WEST LAFAYETTE — Amelia Earhart has a lot of firsts to her name.
She was the first woman to fly solo coast to coast, fly solo across the Atlantic Ocean, and the first person to fly solo from Oakland, California to Hawaii. Her list of accolades stretches high - just like the altitude, speed and distance records she broke.
For about two years, Earhart brought her knowledge and records to the next generation of aviators at Purdue University.
In the early 1930's, Purdue president Edward Elliott saw Earhart speak at a women's conference in New York City about the importance of careers for women. The speech moved Elliott to recruit Earhart as a career counselor for women and aeronautics advisor.
Purdue University archivist Tracy Grimm says Earhart's time on campus was amazing for the students, encouraging young women to pursue their career dreams. Purdue has an extensive collection of photos, receipts and credentials featuring Earhart's time at Purdue from 1935 until her final flight in 1937.
One artifact is a survey, drawn up by Amelia Earhart for her students at Purdue at the time. Some of the questions on it were unheard of for that era.
In the 1930s, Earhart was pushing boundaries in the way she lived and the advice she shared. She even wore pants on campus, when women were expected to wear dresses or skirts.
"She was a pilot. She flew a plane," Grimm said. "She was a modern woman, and so she kind of brought that a little bit of rebellion to the women students."
Purdue junior Bailee Kelch will never forget the first time she took flight. "One second, you're going pretty fast," she recounts, "you're just moving down the runway and then the next, there's like nothing under you."
She was hooked and now plans to fly for the Air Force and with the dream of flying fighter jets one day.
Standing next to a statue of legendary aviator Amelia Earhart on the Purdue campus, Kelch is very aware of how a woman in the past is influencing her in the present.

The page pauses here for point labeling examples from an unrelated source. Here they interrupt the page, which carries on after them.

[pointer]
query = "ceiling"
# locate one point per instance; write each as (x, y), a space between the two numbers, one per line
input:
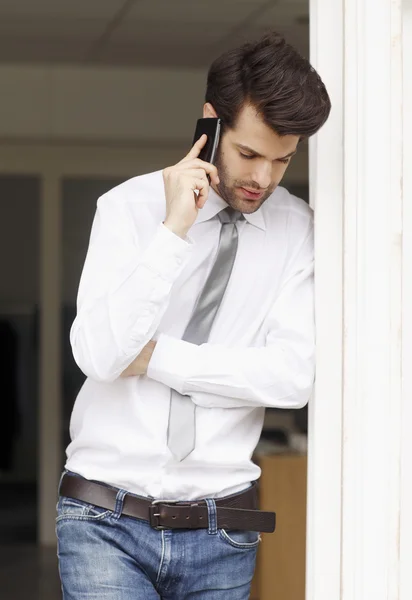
(178, 33)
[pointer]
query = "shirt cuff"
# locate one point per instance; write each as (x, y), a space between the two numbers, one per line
(168, 359)
(167, 252)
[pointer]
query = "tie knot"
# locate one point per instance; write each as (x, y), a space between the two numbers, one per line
(230, 215)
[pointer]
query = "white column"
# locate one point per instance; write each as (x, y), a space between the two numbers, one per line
(49, 458)
(359, 529)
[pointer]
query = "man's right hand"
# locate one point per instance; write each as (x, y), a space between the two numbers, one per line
(181, 181)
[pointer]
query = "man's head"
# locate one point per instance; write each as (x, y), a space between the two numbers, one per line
(269, 98)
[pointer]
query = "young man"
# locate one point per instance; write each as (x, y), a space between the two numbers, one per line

"If you google 'famous aviators,' the first person to pop up is not Charles Lindbergh, not Chuck Yeager, not the Wright brothers. It's Amelia," Kelch said.
Purdue's collection also has Earhart's pilot's license and a snapshot outside "Hangar One" at the Purdue airport, where she parked the plane that eventually vanished with her.
The Lockheed Electra plane, which Purdue helped to purchase, became known as "The Flying Laboratory" because Purdue is a research school. Grimm says there were different experiments that Purdue wanted her to do during her ambitious solo flight around the world on "The Flying Laboratory."
Amelia Earhart and her navigator attempted a solo flight around the world in July 1937. To this day, no one knows what happened on that fateful flight.
For Kelch, the Amelia Earhart statue on Purdue's campus, and the woman to whom it pays tribute, is inspiration.
"Being in aviation, obviously, she's like my role model, idol, you know," Kelch said. "She was a barrier breaker. She was a pioneer. She never took no for answer. She never settled."
During her lifetime Earhart was also an author, an advocate for women's rights and a public speaker.
Purdue Libraries has an Amelia Earhart collection. It is available online.